Sean Ahrens (pictured below) is among the ePatient scholars who have made valuable contributions to what is increasingly referred to as peer-to-peer healthcare. Because of his and others' similar health needs, Sean designed and developed Crohnology.com, a social health network for patients with Crohn's, colitis, and other inflammatory bowel conditions. Crohnology.com lets patients share and learn what treatments work for others, track their health, and meet others near them. As stated in a recent MIT Technology Review article, "The site is at the vanguard of the growing 'e-patient' movement that is letting patients take control over their health decisions—and behavior—in ways that could fundamentally change the economics of health care."
Sean Ahrens
Many ePatient scholars help patients connect in other ways. Tweetchats are particularly popular. Three-time cancer survivor Alicia Staley's weekly tweetchat for the breast cancer community (#BCSM) is perhaps the best known of these. Alicia started this tweetchat to combat the extreme isolation she experienced. (To get a better sense of the importance of such connecting, see Katie McCurdy's blog post, "On Speaking Up.")
ePatient scholars share their insights in multiple ways. The contributions of the most well-known ePatient, Dave deBronkart—a.k.a. e-Patient Dave—have included a TEDx talk and an ebook entitled Let Patients Help.
Many share their insights via blogs. Katie McCurdy's blog, referenced above, is filled with gems. See her recent analysis of the use of the term "patient engagement" for another great post. Carolyn Thomas's great blog includes a related post. Sarah Kucharski, founder of FMD (FirbroMuscular Dysplasia) Chat , is another excellent blog writer; her recent post on patient engagement provides important advice to designers of health apps.

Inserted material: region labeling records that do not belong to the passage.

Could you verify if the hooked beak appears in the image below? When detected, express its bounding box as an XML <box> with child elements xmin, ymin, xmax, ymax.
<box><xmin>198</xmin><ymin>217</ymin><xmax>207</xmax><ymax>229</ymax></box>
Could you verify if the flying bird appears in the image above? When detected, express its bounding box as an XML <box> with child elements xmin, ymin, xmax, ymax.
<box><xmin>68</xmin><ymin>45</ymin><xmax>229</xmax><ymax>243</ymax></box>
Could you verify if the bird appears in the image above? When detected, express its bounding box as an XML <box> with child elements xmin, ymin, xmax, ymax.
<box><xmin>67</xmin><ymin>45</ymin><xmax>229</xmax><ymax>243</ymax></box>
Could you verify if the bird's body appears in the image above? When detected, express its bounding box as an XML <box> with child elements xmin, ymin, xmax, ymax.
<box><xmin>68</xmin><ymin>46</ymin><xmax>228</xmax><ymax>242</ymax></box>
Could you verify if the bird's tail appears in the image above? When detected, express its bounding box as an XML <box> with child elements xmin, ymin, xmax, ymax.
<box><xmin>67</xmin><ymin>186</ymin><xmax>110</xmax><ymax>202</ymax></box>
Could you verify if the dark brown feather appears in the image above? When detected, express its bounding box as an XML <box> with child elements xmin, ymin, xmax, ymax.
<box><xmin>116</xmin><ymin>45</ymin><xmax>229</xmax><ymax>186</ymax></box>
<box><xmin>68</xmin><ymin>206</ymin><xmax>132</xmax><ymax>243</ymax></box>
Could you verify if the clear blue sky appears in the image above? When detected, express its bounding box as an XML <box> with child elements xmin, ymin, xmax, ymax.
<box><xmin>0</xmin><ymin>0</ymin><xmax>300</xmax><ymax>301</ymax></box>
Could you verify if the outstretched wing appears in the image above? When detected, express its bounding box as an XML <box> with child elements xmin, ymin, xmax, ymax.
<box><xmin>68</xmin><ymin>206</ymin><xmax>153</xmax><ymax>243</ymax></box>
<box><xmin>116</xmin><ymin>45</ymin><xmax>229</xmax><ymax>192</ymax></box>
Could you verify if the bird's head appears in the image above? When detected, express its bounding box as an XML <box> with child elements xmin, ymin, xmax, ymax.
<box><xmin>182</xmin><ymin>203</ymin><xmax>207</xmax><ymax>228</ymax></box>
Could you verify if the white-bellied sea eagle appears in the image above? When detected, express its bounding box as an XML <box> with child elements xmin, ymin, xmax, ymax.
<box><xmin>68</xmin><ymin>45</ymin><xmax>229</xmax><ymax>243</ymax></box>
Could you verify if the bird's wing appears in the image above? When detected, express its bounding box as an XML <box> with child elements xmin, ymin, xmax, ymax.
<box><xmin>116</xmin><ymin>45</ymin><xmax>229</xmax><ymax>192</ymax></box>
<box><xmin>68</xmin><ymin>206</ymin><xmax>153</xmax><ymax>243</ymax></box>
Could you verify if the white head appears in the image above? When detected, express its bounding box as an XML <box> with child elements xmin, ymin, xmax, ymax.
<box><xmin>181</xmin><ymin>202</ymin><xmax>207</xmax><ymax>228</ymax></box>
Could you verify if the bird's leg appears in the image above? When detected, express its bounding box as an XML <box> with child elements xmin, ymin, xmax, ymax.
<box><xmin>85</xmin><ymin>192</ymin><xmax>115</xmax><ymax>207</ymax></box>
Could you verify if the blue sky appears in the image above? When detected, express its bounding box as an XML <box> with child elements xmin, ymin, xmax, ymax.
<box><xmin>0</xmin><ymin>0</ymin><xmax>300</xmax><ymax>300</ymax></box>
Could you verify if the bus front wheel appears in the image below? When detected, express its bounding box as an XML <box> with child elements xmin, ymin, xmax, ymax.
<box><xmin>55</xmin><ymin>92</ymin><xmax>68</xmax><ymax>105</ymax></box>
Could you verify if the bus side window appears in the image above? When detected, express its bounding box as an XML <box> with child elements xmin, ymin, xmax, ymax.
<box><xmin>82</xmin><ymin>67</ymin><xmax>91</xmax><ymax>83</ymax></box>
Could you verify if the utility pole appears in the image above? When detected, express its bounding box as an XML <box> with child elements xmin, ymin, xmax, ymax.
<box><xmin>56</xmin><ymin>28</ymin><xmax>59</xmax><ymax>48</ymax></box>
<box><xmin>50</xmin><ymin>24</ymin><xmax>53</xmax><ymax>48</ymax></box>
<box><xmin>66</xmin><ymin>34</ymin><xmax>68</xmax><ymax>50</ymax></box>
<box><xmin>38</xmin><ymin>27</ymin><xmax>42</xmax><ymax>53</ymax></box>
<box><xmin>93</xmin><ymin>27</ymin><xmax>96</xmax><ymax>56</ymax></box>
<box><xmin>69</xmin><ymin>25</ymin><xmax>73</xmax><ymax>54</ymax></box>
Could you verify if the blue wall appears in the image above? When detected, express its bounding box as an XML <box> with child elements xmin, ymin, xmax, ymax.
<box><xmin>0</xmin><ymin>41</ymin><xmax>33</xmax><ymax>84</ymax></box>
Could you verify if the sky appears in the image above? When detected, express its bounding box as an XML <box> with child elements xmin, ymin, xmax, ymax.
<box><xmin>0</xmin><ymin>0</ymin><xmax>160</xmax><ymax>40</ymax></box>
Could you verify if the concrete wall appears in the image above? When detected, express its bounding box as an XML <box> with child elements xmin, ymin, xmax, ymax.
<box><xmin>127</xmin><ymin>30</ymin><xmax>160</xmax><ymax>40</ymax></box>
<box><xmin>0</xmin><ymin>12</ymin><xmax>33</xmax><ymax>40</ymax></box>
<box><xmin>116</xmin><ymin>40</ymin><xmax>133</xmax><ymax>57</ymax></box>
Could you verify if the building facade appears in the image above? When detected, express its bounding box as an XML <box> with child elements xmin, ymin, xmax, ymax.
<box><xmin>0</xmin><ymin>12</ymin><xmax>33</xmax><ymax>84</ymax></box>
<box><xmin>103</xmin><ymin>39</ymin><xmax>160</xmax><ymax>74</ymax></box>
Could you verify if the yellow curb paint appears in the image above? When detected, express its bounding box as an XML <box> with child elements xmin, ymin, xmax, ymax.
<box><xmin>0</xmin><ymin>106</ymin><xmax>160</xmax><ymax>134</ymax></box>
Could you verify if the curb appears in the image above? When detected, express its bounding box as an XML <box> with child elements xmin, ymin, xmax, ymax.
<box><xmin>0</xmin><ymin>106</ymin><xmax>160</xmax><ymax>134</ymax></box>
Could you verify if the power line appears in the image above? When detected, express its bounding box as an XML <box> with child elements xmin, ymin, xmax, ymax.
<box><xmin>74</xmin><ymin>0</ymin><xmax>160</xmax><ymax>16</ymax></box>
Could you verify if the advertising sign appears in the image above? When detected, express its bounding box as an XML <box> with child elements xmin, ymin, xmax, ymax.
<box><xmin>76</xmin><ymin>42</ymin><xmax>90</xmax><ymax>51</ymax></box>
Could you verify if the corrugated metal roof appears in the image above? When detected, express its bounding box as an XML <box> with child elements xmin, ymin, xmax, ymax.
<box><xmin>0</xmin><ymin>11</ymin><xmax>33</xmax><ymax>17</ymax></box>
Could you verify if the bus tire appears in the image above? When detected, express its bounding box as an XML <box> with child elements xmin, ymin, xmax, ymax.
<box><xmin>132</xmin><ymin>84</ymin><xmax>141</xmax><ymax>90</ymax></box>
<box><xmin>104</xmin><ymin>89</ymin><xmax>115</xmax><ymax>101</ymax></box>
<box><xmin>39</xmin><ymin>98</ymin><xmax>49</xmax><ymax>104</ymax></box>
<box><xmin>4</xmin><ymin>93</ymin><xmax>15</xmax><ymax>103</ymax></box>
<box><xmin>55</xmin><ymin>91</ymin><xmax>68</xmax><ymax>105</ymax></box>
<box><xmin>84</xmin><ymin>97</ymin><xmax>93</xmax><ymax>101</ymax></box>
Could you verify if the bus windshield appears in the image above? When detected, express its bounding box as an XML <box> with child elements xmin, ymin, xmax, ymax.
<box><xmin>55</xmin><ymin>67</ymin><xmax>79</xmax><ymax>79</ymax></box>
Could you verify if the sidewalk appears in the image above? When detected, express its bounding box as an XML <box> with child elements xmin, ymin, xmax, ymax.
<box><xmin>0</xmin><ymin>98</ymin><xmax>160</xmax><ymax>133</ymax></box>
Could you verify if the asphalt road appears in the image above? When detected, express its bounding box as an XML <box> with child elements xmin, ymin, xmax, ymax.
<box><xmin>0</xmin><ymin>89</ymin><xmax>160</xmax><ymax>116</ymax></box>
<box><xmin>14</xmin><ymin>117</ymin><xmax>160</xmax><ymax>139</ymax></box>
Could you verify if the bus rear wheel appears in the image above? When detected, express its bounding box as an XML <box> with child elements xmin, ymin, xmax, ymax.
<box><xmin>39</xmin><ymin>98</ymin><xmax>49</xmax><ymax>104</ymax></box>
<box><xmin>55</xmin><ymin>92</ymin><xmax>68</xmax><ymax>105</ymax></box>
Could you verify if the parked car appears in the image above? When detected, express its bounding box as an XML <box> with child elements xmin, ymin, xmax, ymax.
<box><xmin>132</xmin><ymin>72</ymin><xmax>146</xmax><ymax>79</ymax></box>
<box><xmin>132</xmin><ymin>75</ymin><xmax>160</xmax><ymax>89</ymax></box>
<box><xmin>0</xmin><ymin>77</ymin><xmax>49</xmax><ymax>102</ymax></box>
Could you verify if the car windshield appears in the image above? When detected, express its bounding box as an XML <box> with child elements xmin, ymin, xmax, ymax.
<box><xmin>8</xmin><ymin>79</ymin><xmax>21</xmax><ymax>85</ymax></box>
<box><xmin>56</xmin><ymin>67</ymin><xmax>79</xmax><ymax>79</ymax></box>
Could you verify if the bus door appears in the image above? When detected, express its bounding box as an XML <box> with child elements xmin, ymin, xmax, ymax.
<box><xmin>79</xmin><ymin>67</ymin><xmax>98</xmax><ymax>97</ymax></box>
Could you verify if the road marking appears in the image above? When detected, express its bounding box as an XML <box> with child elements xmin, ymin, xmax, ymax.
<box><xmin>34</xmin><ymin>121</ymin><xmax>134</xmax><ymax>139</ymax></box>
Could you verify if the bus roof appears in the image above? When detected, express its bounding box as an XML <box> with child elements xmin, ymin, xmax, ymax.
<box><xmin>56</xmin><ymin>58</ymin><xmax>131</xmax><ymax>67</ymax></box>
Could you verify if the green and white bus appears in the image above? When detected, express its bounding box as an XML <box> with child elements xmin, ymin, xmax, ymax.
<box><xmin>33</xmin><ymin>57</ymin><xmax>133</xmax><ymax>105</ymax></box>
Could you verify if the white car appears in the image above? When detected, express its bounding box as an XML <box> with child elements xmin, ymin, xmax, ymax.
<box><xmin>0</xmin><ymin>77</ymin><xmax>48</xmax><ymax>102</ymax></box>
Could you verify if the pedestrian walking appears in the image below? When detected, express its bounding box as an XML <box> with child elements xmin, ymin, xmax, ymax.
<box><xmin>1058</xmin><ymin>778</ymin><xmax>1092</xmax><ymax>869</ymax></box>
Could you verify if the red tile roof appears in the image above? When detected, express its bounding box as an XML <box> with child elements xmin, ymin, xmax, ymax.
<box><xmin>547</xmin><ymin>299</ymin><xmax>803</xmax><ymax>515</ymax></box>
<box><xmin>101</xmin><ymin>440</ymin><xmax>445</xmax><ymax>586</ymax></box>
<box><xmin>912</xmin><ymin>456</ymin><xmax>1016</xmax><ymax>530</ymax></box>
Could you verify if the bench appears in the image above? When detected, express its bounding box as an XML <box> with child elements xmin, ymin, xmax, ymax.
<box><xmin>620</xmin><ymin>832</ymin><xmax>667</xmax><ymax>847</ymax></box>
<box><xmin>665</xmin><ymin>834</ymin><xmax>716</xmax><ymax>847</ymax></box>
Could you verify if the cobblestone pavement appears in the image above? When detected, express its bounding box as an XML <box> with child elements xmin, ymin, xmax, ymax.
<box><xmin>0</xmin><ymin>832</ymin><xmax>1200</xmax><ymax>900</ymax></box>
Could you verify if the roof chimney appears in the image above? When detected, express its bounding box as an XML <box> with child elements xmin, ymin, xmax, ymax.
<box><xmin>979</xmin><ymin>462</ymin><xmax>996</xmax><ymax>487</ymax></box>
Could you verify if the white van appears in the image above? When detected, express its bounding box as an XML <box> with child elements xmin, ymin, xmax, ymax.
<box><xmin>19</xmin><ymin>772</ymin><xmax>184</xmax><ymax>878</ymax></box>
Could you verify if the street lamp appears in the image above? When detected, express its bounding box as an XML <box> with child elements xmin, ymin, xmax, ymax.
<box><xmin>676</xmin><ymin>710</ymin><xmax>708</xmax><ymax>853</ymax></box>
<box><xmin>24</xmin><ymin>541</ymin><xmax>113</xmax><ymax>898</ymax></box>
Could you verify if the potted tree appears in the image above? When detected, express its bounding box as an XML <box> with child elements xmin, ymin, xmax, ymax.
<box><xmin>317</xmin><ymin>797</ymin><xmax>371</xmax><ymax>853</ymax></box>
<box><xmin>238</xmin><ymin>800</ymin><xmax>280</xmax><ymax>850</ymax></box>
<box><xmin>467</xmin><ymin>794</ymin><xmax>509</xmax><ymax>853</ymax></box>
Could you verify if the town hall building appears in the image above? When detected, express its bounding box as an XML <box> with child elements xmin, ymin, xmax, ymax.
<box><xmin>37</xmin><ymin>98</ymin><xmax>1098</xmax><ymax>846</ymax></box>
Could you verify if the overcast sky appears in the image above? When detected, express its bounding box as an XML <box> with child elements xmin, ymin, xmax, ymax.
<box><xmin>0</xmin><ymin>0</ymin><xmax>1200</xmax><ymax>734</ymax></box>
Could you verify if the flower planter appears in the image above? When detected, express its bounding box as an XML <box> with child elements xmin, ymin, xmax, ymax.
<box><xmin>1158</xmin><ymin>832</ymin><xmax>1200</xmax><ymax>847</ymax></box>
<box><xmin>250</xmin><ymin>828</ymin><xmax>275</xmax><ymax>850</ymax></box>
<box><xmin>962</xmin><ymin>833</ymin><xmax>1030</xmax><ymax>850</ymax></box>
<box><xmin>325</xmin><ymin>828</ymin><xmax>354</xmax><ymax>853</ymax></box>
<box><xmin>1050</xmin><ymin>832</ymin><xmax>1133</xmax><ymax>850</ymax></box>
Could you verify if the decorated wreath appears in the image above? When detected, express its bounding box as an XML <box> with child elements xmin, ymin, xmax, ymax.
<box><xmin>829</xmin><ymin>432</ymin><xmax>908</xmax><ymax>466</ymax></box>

Advice to designers is among the contributions I have made. As you might know from my interactions magazine blog posts alone, my writing and speaking on healthcare system and patient experience redesign have been focused, in part, on identifying what designers need to do in order to have maximum impact on that redesign. See, for example, "Are You Trying to Solve the Right Problem?," "What Designers Need to Know/Do to Help Transform Healthcare," "The Importance of the Social to Achieving the Personal," and the blog post you are now reading.
In short, there is much to learn from ePatient scholars, and you can learn more from and about most of those highlighted above as well as the other ePatient scholars attending Medicine X this year by accessing the 2013 ePatient ebook put together by the conference organizers. Use this ebook (and this blog post) as starting points to include the oft-missing voice in the redesign of healthcare and the patient experience: that of the patient. Better yet: Come meet us all at the conference September 27-29; we'll be happy to talk to you.